Słowa pochodzą od Opiekunów Duchowych z odczytu Kronik Akaszy (1.08.2023)

 

“Nie ma nic niepokojącego w tym, że czasem następuje chwilowe zatrzymanie. To jak kierowanie łódką – czasem trzeba zrobić kontrę, żeby ustawić się na właściwy kurs, żeby nie osiąść na mieliźnie czy rozbić o kamień. Przez chwilę nie robisz nic, bo niesie cię prąd a potem znów wykonujesz jakiś manewr, żeby dostosować się do warunków. I tak traktuj swoją drogę – jak rzekę ze swoimi meandrami, rozwidleniami, zakolami, wirami, które trzeba ominąć i prądami, które pchają cię do przodu. Nauczyliście się pływać pod prąd, ale już chyba wiecie, że w ogólnym rozrachunku nie ma to żadnego sensu, bo nie po to rzeka ma swój bieg, żeby płynąć jej wbrew; bo wszystkie rzeki prowadzą do Źródła.

Niektórzy ludzie panicznie boją się wejść do swojej łódki – stoją na brzegu trzymając się trzcin, które kaleczą ich ręce [i Duszę]. Sprawdź w sobie, czy nie jesteś jednym lub jedną z nich.
A jeśli płyniesz już swoją łódką, zwróć uwagę, czy nie jest dziurawa albo przeciążona niepotrzebnym balastem, które zabrałeś ze sobą.

Sprawdź też stan swoich wioseł czy żagli. Czy są dopasowane? Wytrzymałe? Zgodne? [dopytałam – to metafora wiary w siebie, zdrowego napędu i zaufania do życia].

Sprawdź też, z kim siedzisz w tej łódce, i kto jest twoim sternikiem. Czy masz do niego zaufanie? Czy czujesz, że płyniecie w jedną stronę a wasze podejście do życia jest spójne? Bo jeśli każde z was macha po swojemu własnym wiosłem, to prawdopodobnie już nieraz spotkała was wywrotka i niespodziewana kąpiel w zimnej wodzie.

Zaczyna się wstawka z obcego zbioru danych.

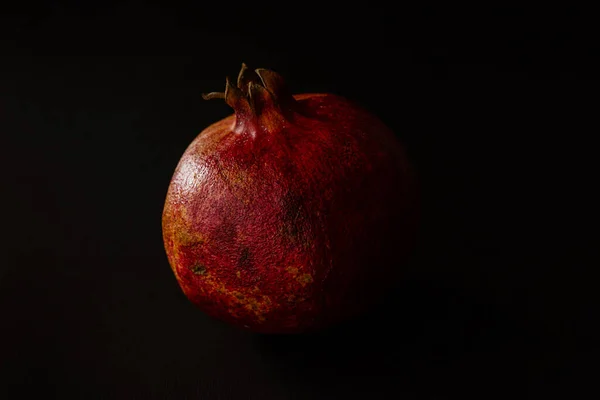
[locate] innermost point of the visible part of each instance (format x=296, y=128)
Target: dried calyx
x=258, y=93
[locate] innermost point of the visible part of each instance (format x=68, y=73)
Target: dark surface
x=97, y=104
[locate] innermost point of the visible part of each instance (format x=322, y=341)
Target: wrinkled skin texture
x=290, y=224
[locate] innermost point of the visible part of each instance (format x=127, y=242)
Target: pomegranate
x=291, y=215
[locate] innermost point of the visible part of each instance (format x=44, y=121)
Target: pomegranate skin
x=291, y=215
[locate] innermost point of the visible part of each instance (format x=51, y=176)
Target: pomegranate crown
x=255, y=92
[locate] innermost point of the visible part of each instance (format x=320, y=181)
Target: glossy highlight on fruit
x=291, y=215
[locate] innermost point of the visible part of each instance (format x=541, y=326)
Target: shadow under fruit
x=284, y=217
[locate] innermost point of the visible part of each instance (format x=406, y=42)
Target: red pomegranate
x=293, y=214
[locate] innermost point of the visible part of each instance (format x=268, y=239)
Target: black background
x=497, y=108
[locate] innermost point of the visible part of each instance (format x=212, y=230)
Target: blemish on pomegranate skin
x=198, y=269
x=305, y=279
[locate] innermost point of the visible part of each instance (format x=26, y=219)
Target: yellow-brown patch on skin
x=186, y=238
x=257, y=304
x=305, y=279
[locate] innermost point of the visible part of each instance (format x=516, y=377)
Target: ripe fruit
x=292, y=214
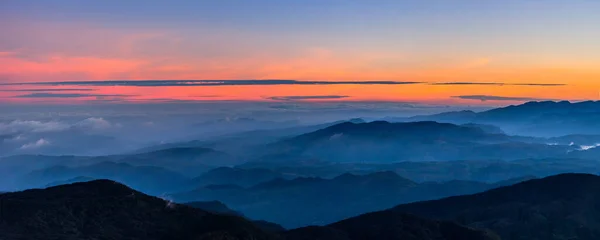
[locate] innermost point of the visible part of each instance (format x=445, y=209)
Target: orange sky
x=479, y=42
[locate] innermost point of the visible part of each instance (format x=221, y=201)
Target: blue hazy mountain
x=384, y=142
x=547, y=118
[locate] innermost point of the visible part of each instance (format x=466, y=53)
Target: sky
x=436, y=51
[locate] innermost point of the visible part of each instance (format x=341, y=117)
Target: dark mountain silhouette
x=554, y=208
x=388, y=225
x=318, y=201
x=220, y=208
x=104, y=209
x=214, y=207
x=69, y=181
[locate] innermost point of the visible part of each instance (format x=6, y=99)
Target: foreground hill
x=103, y=209
x=388, y=225
x=149, y=179
x=559, y=207
x=318, y=201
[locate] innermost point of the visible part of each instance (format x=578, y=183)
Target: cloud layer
x=300, y=98
x=484, y=98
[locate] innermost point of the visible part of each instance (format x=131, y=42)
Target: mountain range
x=103, y=209
x=318, y=201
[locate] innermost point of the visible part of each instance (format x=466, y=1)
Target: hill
x=103, y=209
x=318, y=201
x=388, y=225
x=559, y=207
x=546, y=118
x=384, y=142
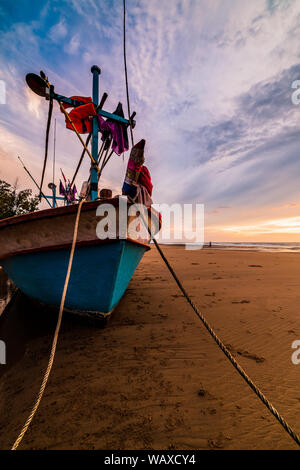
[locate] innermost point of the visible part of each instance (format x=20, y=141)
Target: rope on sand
x=235, y=364
x=55, y=338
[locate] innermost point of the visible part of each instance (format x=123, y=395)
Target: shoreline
x=153, y=378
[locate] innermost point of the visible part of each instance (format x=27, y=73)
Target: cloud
x=210, y=82
x=58, y=31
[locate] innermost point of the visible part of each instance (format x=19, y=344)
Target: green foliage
x=13, y=202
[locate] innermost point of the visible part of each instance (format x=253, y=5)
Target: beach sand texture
x=154, y=378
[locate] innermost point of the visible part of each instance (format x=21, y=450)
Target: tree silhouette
x=13, y=202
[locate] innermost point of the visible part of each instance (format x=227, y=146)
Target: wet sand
x=153, y=378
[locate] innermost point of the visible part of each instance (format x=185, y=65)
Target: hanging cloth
x=81, y=116
x=117, y=131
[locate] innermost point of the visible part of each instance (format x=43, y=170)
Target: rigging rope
x=46, y=143
x=240, y=370
x=55, y=337
x=125, y=70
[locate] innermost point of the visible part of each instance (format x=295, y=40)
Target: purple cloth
x=117, y=131
x=68, y=193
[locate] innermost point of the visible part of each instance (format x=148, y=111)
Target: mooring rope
x=55, y=337
x=240, y=370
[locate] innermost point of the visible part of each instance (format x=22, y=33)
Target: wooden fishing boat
x=35, y=247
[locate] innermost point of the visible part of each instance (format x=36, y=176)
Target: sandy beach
x=153, y=378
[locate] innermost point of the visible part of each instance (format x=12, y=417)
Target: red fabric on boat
x=81, y=116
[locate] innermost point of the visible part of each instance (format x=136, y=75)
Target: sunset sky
x=211, y=83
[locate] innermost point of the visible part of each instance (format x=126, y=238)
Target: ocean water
x=283, y=247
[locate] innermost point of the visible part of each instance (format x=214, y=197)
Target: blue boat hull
x=99, y=277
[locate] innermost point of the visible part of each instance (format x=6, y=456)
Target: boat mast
x=94, y=172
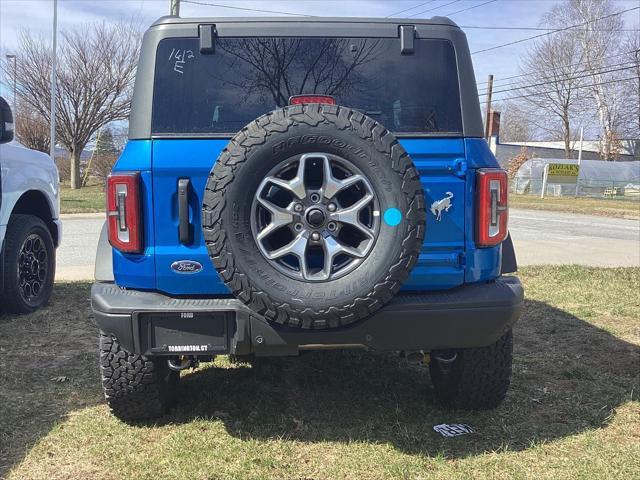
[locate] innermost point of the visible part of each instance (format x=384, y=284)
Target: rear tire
x=29, y=264
x=135, y=387
x=478, y=378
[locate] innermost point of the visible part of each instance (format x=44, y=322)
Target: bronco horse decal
x=439, y=206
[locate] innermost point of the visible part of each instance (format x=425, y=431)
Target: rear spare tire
x=314, y=215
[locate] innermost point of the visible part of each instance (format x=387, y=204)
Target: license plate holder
x=185, y=333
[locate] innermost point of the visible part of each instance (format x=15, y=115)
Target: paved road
x=540, y=238
x=77, y=253
x=561, y=238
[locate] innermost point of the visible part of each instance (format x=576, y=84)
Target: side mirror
x=6, y=122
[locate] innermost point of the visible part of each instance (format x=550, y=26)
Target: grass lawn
x=591, y=206
x=572, y=411
x=89, y=199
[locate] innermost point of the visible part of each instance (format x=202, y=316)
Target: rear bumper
x=150, y=323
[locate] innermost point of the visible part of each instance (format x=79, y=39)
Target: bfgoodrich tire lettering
x=135, y=387
x=243, y=165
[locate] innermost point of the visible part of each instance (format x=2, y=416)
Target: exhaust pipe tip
x=182, y=363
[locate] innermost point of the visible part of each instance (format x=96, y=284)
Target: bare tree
x=631, y=107
x=599, y=37
x=553, y=79
x=32, y=129
x=96, y=68
x=516, y=124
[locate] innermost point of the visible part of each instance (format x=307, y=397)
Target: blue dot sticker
x=392, y=217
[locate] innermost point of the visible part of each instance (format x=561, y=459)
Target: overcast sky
x=37, y=15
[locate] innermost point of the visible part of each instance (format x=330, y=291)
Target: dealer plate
x=185, y=333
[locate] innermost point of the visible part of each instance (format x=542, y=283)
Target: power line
x=588, y=70
x=578, y=87
x=470, y=8
x=246, y=9
x=541, y=84
x=562, y=66
x=434, y=8
x=555, y=31
x=407, y=9
x=542, y=29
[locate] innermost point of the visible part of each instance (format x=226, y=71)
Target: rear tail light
x=302, y=99
x=493, y=208
x=123, y=212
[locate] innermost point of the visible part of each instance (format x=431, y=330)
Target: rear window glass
x=247, y=77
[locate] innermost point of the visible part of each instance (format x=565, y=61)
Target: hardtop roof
x=435, y=21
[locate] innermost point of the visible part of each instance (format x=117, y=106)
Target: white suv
x=30, y=229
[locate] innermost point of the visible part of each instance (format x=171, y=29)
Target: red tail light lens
x=493, y=208
x=302, y=99
x=123, y=212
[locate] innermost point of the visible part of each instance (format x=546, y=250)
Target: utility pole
x=12, y=56
x=579, y=158
x=488, y=112
x=175, y=8
x=52, y=114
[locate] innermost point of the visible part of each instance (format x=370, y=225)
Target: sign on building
x=566, y=173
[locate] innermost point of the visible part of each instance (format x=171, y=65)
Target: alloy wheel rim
x=33, y=267
x=315, y=217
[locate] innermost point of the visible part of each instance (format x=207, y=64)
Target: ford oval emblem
x=186, y=266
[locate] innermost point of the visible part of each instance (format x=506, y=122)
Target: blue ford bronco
x=304, y=184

Sprawdź też, jakim ty jesteś sternikiem – czy wiesz dokąd płyniesz i po co robisz to, co robisz? Czy twoje ruchy są skoordynowane czy skąpe? Słuchasz swojej załogi czy jesteś apodyktycznym, wszystkowiedzącym i nieznoszącym sprzeciwu kapitanem?

Jeśli tylko dryfujesz po płytkich wodach, wiedz, że prędzej czy później zniesie cię na brzeg. To twoja ostatnia szansa na rozpoczęcie prawdziwej podróży. Ci, którzy zostaną na brzegu, wkrótce nie odnajdą już niezbędnych łódek.”